第十三話 踏み越える
近い。サトはそう思う。
まだ何も見えないのに、あそこにいる気がする。
コツ、コツ...
微かにあの音が聞こえる。
サトの歩幅が少し速くなる。気づかないままソウジを追い越し、前に出る。
ソウジの手がサトの肩をつかみ、引き戻した。
それでもサトはソウジの手を振り払って前に出る。
今、行かなくちゃ...
サトはそう思った。
サトの足がさらに速まる。その視線が一点を見つめる。
はっきりと音が聞こえてきた。
コツ、コツ...
サトは踏み出す。気が急いて脚がもつれ、木の根を踏んだ草履が滑った。
体が前に傾く。倒れそうになりながら足を踏み出した。
さっきまであった怖さが、薄くなっていく。
代わりに、妙な確信が広がる。
近い。今なら行ける。
そう思う理由はない。
それでもサトはさらに前に出る。足が軽い。体が勝手に進む。
とどまる理由が浮かばない。視線が前方に集まり周りがぼやけてきた。
コツ、コツ...
音がはっきりする。もう少し進めば見える。今ならケイを連れて帰れる。
昨日はうまく行かなかった。だが今は違う。今なら間に合う。きっと!
サトから迷いが消えた。もう一歩、もう一歩と体が進む。
激しい呼吸。しかしその苦しさも感じずに追い求める。
突然、背後から強く引っ張られた。
襟首をつかまれ体が宙に浮く。
そして、山道に叩きつけられた。背中に硬い衝撃が走る。
息が詰まる。視界が定まらない。
背中が痛い。
サトはそのまま動けずに胸を激しく上下させた。空気を吸おうとするが、うまく入らない。
さっきまでの高まっていた感覚が急に遠のく。
自分は何をしていたのか...
前へ前へと走った。
今なら行けると思っていた。ケイを連れて帰れると確信していた。
どうしてそう思ったのか、わからない。
サトは痛みに体を震わせながら起き上がった。
さっきまで目指していた前を見ると、ただ木立があるだけ。
あの音もしない。
さっきまで確かにあったはずの何かが消えている。
サトが振り返ると、ソウジが無言でこちらを見ている。
暗い表情。
怖い。
あれは、助けられたのかもしれない。
自分はたぶん変になっていた。
それでも体がすくむ。
ためらいも無く自分を叩きつけた。あの瞬間が頭に残る。
サトは視線を落とす。泥だらけの手が震える。
あのまま自分一人で行っていたら、どうなっていたのだろう...
ソウジは何も言わず、先へと歩き出した。
サトは痛む体に呼吸を乱しながら、少し遅れてソウジの背を追う。
しかし、距離を取る。

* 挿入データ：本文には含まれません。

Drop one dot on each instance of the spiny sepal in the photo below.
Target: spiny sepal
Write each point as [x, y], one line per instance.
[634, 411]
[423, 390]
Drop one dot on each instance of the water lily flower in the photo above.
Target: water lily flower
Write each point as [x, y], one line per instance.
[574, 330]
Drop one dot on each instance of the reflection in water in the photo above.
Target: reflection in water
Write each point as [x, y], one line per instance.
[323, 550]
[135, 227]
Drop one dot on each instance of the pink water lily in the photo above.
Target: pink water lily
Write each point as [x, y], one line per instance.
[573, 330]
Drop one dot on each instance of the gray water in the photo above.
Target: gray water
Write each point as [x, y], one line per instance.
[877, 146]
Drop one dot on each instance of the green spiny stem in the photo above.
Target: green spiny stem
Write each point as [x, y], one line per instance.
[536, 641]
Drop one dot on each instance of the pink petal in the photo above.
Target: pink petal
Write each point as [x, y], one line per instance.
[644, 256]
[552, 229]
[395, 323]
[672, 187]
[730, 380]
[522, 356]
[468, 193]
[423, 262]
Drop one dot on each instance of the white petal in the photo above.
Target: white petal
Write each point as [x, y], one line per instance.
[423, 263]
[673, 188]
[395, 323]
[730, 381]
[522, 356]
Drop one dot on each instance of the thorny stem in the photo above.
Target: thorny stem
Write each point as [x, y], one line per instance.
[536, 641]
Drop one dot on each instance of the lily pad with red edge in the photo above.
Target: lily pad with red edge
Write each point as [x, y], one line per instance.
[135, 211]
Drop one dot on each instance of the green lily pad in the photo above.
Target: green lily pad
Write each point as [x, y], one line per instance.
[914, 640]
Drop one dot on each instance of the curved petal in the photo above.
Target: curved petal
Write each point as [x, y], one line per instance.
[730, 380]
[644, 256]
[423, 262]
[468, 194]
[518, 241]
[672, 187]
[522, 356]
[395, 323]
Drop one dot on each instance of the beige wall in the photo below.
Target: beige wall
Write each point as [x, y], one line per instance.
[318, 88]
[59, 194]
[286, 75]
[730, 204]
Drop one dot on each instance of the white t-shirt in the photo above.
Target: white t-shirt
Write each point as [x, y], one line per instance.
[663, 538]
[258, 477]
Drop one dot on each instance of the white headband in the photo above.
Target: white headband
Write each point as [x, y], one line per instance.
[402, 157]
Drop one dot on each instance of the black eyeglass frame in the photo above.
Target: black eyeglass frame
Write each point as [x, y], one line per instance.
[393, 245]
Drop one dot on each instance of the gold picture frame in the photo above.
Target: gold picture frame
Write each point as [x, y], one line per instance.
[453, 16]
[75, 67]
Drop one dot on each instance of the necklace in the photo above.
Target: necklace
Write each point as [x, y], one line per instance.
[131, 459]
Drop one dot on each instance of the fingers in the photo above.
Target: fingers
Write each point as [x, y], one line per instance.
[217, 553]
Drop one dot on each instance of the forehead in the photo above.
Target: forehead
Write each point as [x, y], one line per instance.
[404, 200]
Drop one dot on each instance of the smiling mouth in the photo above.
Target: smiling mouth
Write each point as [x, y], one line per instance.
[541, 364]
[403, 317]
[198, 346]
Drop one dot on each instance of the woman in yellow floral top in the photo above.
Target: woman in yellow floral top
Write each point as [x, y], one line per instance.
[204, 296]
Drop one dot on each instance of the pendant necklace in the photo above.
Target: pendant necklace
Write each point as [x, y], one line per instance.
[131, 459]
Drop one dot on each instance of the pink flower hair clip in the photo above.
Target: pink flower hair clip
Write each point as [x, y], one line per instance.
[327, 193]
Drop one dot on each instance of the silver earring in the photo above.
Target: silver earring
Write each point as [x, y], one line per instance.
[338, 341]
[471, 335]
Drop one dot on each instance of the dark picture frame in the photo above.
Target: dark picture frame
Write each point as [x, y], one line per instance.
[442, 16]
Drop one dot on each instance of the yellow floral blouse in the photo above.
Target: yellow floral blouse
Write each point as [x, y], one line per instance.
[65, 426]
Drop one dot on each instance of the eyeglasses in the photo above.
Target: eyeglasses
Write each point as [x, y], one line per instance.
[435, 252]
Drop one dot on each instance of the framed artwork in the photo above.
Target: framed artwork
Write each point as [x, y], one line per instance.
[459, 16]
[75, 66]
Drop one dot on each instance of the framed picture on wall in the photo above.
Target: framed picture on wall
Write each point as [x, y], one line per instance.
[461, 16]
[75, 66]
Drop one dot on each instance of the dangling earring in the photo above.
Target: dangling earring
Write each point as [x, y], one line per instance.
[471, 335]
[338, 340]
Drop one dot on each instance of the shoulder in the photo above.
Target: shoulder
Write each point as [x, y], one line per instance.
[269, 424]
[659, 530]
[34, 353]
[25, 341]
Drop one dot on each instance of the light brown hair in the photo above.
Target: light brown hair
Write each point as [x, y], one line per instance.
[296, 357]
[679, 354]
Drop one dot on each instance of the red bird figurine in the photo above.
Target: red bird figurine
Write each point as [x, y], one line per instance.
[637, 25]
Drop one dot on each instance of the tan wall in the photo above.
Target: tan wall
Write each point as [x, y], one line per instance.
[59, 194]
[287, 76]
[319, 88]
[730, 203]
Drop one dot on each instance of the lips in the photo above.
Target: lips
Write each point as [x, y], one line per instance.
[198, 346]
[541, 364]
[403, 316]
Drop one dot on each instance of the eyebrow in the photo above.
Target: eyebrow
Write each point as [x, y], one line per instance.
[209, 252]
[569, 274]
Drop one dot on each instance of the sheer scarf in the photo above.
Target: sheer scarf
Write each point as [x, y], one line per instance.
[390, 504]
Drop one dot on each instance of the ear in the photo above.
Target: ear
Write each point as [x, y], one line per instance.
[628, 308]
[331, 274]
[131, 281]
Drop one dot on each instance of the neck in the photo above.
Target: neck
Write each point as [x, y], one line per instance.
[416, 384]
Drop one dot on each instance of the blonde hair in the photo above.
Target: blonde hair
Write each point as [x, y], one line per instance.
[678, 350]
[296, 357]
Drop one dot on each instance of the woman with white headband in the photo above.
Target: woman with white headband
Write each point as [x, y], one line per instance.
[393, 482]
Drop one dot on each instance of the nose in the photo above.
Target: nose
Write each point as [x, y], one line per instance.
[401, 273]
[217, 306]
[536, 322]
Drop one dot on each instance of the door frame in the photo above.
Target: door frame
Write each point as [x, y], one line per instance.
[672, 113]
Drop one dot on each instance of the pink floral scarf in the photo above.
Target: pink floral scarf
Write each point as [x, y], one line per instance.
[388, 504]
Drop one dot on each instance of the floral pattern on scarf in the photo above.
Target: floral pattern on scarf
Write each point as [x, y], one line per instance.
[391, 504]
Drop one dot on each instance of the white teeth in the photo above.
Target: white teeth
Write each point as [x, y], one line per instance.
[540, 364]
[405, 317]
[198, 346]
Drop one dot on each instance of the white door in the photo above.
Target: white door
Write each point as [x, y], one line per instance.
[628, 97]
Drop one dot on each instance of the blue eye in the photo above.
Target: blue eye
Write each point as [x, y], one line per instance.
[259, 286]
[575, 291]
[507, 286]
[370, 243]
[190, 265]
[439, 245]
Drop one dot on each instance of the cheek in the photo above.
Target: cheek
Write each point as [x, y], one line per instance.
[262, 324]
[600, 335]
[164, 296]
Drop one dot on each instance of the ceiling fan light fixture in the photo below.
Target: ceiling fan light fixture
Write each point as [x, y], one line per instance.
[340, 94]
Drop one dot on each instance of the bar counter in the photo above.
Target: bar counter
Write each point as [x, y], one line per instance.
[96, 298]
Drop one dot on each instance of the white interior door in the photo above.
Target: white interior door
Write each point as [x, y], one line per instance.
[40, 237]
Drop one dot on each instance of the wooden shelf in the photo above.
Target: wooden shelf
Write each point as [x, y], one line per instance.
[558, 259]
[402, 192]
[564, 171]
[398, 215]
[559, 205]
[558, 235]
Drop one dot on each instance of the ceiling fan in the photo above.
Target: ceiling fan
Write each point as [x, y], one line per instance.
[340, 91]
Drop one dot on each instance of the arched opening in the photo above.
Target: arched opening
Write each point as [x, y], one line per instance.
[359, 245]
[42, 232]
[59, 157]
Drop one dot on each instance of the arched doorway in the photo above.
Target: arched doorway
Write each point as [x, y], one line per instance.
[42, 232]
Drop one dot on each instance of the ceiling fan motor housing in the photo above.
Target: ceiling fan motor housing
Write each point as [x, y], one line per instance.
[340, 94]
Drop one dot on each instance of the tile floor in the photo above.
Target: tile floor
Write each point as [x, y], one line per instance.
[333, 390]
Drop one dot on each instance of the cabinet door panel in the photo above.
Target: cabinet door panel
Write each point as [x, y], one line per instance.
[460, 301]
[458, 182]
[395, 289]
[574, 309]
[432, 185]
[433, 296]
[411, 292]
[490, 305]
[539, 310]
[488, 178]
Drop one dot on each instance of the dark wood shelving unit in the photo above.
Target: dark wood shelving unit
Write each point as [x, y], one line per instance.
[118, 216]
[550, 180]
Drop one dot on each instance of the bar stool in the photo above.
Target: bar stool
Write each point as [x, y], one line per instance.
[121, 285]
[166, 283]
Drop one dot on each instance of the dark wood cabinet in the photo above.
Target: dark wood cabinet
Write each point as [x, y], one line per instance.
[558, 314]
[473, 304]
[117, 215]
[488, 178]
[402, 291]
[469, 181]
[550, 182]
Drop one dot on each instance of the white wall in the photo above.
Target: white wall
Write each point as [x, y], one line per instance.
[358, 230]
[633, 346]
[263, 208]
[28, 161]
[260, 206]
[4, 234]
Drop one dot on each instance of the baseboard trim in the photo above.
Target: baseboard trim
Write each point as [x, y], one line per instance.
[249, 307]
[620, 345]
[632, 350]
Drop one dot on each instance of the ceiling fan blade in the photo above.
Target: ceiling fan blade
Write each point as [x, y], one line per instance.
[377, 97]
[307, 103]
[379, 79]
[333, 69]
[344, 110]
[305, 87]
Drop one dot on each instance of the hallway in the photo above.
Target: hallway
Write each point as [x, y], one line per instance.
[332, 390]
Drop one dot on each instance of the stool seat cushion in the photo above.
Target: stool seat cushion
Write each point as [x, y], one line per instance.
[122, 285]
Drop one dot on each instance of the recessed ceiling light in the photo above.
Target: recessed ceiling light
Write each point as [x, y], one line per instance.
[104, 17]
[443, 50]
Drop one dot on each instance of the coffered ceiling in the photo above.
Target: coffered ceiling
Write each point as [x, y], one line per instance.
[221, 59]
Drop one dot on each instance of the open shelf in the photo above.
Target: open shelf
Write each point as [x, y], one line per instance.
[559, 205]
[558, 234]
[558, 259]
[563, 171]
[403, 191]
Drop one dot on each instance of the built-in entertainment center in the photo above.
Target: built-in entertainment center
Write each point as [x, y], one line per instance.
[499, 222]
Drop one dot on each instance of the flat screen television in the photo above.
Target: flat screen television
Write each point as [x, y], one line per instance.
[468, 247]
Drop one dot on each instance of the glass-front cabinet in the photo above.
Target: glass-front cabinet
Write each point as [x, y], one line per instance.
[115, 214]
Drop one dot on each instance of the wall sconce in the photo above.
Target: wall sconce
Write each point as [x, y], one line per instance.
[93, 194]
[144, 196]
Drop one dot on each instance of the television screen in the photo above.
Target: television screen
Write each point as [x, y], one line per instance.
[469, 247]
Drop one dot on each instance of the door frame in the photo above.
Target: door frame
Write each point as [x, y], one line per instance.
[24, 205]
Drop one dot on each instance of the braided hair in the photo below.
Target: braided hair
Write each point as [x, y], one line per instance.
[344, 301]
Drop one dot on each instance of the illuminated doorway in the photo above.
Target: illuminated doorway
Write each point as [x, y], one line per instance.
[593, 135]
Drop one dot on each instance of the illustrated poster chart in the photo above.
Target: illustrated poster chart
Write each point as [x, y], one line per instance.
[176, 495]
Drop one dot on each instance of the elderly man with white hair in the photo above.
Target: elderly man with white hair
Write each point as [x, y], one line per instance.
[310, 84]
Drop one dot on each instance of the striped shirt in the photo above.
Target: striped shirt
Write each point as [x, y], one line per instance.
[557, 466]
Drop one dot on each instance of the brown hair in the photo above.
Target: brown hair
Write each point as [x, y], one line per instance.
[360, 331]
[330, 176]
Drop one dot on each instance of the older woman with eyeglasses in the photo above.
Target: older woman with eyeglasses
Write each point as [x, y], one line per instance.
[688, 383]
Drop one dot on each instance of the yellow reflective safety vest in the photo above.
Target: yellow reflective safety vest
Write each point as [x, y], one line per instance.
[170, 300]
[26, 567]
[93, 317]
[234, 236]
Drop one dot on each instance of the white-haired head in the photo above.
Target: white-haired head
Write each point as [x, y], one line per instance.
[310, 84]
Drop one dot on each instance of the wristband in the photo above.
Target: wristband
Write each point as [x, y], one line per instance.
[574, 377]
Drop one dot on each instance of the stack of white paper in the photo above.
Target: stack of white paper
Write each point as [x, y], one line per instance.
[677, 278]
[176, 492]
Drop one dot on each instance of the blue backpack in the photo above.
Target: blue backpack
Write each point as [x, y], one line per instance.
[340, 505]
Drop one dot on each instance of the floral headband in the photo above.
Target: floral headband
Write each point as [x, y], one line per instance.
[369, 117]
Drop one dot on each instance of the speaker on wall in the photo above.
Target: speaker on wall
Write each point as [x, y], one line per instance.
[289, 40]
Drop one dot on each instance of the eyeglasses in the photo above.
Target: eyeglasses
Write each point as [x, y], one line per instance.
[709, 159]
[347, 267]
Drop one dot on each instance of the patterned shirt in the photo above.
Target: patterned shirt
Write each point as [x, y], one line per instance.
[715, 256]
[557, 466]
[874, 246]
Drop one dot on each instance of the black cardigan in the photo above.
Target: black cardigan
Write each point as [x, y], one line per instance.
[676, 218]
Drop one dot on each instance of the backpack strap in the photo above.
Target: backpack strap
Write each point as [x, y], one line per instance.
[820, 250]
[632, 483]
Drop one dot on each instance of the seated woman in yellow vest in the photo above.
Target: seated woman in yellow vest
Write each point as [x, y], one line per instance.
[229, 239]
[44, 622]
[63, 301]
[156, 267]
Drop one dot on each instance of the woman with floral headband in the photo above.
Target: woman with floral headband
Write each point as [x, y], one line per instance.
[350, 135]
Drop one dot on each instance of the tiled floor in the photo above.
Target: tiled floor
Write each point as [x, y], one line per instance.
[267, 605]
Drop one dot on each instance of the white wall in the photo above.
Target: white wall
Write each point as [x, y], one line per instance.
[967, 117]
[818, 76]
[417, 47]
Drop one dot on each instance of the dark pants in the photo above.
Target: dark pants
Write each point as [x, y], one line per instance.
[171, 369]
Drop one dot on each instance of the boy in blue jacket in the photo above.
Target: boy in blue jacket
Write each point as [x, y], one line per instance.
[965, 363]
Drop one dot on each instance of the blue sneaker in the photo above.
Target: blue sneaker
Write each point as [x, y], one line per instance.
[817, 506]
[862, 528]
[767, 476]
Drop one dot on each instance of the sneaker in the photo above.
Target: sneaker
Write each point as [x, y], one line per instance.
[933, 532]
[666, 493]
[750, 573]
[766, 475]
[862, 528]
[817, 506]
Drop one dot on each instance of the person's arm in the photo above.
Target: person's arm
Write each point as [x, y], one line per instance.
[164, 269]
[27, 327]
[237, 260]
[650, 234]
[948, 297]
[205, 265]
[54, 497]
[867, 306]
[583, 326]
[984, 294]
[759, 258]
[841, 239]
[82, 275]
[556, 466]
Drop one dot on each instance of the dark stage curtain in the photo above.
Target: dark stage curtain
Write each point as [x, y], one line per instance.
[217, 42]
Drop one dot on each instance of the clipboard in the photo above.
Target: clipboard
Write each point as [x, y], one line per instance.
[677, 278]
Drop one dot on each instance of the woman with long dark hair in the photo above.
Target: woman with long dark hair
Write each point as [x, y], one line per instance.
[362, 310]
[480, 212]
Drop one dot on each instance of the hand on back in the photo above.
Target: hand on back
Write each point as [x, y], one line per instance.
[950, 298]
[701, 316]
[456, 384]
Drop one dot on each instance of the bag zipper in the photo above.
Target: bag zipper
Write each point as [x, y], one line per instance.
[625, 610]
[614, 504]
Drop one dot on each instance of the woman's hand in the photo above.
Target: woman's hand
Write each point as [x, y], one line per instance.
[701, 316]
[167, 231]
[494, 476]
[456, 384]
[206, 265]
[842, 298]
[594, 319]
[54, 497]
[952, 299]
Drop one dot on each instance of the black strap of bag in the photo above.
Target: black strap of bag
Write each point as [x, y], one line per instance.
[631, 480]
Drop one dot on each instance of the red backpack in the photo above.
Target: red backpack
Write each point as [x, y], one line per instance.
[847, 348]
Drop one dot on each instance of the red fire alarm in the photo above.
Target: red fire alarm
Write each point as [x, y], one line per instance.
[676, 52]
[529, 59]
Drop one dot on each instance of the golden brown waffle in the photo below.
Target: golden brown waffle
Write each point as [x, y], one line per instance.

近づきすぎないように。
さっきの恐ろしさが頭から離れない。
音は無い。それでもまた聞こえる気がする。
サトは歩く。怖い。山も、ケイも、ソウジも。
どれも信用できない。それでもソウジの後について行く。
木の間を抜ける。空気がまた変わる。
かすかに音がした。
コツ...
サトの足が止まった。今度は止めた。胸の奥がキリキリと痛む。
視線を前に向けて、深く息を吸い込んだ。